In the days of digitized indifference and superficial screens, it remains no mystery why the handwritten note is the unrivaled message of the heart. From an impulse to say more than we can speak, we take to the pen, and with equally desperate measure we grasp for a blank page—a finely-crafted card or the back of a receipt—the window to our soul. Then, in an outpouring of words, a declaration of devotion, the exclamation of love, an affirmation of friendship, or an expression of endearment, we mark the importance of permanence, and our words stay in time forever. Few souvenirs of human life are more eternally beautiful than the written word.
Melissa Errico affirms this sentiment, and can attest to it all so well, as she recently spends endless hours enveloped in this time-trodden tradition.
The Tony-nominated Broadway actress of “My Fair Lady” fame has been in rehearsal for the performances of “Dear Liar,” (written by Jerome Kilty and George Bernard Shaw, and directed by Charlotte Moore) which adapts the true, impassioned correspondences between the prolific playwright Shaw (David Staller) and esteemed actress Mrs. Patrick Campbell (Errico), in a limited engagement at Irish Repertory Theatre from April 25-30.
Not quite a play, Melissa Errico has been preparing herself and audiences for what she regards as a uniquely-dramatic evening: an onstage spoken recital of the infinitely intimate—the confessional sensitivity of letters.

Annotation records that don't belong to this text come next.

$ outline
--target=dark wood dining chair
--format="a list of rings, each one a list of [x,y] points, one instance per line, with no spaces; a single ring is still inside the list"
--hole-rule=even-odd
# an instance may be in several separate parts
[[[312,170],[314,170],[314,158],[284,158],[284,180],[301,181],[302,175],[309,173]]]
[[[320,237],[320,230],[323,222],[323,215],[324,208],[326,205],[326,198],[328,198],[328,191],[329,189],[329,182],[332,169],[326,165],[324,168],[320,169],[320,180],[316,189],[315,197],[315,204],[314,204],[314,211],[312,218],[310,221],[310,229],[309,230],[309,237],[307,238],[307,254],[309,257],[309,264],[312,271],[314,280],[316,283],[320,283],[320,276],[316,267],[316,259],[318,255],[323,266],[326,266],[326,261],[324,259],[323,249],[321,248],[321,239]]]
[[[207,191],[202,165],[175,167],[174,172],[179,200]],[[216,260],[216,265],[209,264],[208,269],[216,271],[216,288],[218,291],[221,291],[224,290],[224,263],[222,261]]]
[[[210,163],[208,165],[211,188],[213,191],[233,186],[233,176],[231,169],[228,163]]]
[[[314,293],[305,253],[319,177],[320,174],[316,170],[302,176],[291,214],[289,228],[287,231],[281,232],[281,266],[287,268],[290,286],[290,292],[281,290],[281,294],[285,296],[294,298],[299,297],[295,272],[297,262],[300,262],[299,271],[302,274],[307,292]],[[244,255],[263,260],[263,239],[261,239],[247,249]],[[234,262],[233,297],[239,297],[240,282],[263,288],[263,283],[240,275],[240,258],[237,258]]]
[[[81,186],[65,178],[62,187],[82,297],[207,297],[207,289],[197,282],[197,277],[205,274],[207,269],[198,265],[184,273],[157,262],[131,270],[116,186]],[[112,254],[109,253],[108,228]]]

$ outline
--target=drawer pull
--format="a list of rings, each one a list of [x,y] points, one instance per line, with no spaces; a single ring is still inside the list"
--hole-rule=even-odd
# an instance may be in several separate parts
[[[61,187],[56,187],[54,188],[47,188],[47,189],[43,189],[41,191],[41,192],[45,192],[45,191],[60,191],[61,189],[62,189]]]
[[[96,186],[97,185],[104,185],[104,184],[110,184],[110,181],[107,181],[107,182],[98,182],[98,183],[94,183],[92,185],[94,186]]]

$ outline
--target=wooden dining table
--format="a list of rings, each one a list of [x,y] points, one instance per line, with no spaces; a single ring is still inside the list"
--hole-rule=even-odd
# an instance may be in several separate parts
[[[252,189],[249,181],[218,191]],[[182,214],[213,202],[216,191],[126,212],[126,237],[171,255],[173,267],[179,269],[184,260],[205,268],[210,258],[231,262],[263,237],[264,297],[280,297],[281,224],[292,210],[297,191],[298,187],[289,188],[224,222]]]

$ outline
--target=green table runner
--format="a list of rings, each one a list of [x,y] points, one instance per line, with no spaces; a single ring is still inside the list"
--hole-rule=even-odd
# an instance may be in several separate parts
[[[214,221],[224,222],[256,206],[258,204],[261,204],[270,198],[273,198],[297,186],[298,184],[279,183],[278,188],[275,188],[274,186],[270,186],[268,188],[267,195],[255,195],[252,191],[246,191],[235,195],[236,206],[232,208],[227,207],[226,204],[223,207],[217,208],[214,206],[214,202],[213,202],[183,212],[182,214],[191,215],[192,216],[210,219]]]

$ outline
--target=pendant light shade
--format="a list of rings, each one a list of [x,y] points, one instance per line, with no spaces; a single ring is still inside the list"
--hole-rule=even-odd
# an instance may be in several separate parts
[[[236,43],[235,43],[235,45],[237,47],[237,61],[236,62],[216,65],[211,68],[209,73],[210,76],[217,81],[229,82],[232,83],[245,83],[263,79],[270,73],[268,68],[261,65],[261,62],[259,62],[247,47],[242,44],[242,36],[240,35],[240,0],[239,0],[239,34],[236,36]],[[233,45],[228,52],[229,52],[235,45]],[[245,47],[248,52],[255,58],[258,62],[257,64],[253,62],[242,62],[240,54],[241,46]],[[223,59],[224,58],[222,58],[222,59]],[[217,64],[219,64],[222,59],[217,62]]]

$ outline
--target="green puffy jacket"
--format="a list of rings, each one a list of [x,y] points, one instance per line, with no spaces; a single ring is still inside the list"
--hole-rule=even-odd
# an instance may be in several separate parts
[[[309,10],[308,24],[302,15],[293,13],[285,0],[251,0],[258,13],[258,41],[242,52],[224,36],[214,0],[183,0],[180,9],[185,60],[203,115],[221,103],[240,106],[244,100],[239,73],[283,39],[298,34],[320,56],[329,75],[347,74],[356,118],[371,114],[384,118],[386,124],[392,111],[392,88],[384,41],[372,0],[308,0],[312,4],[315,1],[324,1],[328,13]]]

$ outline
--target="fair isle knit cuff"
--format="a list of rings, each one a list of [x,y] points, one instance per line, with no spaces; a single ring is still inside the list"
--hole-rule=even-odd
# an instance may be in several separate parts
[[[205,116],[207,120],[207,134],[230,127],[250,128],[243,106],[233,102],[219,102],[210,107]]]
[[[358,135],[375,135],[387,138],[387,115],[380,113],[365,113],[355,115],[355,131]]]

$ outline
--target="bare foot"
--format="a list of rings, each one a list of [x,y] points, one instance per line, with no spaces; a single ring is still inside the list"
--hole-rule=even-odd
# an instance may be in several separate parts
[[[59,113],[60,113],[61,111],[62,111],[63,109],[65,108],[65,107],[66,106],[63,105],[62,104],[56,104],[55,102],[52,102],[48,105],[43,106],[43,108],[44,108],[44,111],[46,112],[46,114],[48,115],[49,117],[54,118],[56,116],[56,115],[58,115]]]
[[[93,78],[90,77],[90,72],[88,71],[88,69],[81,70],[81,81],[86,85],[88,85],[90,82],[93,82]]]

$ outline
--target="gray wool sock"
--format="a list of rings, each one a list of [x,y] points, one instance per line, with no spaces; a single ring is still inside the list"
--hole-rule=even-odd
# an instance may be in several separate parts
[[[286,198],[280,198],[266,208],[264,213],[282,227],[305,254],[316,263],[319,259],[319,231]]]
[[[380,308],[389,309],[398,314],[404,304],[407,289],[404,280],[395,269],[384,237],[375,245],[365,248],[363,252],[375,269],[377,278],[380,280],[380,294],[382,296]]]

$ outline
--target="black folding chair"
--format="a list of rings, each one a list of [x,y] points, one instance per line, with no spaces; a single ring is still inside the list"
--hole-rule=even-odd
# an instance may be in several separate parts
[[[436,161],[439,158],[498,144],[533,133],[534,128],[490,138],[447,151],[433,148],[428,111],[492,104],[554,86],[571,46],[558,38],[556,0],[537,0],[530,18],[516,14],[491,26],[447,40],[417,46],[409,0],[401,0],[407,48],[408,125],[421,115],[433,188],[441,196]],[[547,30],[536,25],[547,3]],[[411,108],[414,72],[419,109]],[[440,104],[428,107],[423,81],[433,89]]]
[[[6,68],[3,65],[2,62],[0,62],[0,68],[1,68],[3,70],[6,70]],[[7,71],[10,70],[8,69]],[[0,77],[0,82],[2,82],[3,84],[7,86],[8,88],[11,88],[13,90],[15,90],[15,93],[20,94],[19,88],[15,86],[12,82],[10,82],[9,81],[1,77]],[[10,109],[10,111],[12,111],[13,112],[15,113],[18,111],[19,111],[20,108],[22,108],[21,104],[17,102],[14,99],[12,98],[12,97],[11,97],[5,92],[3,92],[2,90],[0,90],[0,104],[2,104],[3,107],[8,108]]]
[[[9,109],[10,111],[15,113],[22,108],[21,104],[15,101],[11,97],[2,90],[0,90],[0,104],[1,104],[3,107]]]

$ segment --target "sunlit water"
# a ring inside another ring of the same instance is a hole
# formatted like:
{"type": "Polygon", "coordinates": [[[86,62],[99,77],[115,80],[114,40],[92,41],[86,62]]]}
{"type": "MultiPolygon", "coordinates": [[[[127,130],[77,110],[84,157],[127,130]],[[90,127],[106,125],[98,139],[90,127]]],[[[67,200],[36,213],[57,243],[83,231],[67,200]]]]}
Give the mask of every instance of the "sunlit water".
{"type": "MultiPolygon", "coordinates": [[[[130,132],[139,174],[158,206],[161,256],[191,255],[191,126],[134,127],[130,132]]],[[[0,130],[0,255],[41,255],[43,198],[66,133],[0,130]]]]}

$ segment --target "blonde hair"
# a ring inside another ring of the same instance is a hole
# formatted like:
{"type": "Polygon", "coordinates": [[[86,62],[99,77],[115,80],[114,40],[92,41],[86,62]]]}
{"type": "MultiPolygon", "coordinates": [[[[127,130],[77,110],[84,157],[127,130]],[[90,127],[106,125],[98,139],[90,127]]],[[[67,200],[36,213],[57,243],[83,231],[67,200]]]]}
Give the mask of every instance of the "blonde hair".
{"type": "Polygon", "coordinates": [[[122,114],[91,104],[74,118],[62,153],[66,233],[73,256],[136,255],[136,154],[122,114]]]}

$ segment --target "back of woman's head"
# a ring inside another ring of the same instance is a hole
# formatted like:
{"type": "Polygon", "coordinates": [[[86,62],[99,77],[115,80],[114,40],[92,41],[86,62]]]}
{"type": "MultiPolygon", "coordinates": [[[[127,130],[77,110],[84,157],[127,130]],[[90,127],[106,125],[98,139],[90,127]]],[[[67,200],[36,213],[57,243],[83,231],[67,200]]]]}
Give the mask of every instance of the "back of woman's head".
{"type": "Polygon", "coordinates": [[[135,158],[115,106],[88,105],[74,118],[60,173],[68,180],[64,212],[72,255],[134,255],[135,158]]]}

In a conversation in anticipation of the opening performance, Errico discussed the exploration of the volatile lives of our inner emotions, untouchable connections, portraying Mrs. Patrick Campbell (Shaw’s inspiration behind the role of Eliza Doolittle), and staging this production at Irish Rep.
Kevin Phoenix: Where did the concept for “The Letter Series” come about, and what is it about the script, or overall production that most brought you to it?
Melissa Errico: I myself am a letter writer. It is a certain mood you get into, to send your emotions to another person in words. I have never done a play where I read letters only, and real words that real people wrote. I am simply fascinated. I have always written letters and loved the idea of a long relationship played out mostly in words; and also sensually, much in a kind of internal fantasy. Love expressed without the body, but a meeting of minds that sustains.
In the pandemic, I fell into studying the actress, activist, feminist, and mystic Maud Gonne who wrote some incredible letters to Yeats who loved her madly. “Poets should never marry,” she said, “The world should thank me for not marrying you.” If I’m not mistaken, I believe Maude said that she sent her body to him in his sleep, and they could make love in their dreams…It’s very interesting: the job of being a muse.